It’s a situation all too familiar to a lot of us: we’ve hosted an event that required cake, the cake was sliced, dispersed among guests, and enjoyed by all. Fast-forward to a few hours later when after all of the dishes have been washed and your house is no longer chaotic, when you think, I could go for another slice of cake. Unfortunately, when you go to slice the cake you realize that no matter how you slice it, you’re going to have a dry side of the slice because two parts of the cake have been exposed. Luckily a scientist by the name of Sir Francis Galton figured out the perfect way to cut a cake. In 1906. Let’s not waste a second more.

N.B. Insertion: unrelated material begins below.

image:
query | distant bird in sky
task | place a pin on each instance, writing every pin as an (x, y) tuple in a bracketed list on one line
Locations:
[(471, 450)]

“CHRISTMAS suggests cakes, and these the wish on my part to describe a method of cutting them that I have recently devised to my own amusement and satisfaction. The problem to be solved was, “given a round tea-cake of some 5 inches across, and two persons of moderate appetite to eat it, in what way should it be cut so as to leave a minimum of exposed surface to become dry?” The ordinary method of cutting out a wedge is very faulty in this respect. The results to be aimed at are so to cut the cake that the remaining portions shall fit together. Consequently the chords (or the arcs) of the circumferences of these portions must be equal. The direction of the first two vertical planes of section is unimportant; they may be parallel, as in the first figure, or they may enclose a wedge. The cuts shown on the figures represent those made with the intention of letting the cake last for three days, each successive operation having removed about one-third of the area of the original disc. A common india-rubber band embraces the whole and keeps its segments together.” (source)
So, all in all, is this an effective method? Ehh, the jury is still out on that one because this method works best when expecting a lot of leftovers. The fault doesn’t lie in the way the cake is cut, but in how you plan to keep it together. We just can’t imagine that a cake with a lot of frosting or decoration on the side would fare well using this method with the rubber band cutting into it. The moral of the story? Don’t be a quitter, just eat a whole cake by yourself! Or you could invite some friends over, we suppose. Either way, go ahead and have your cake and eat it too.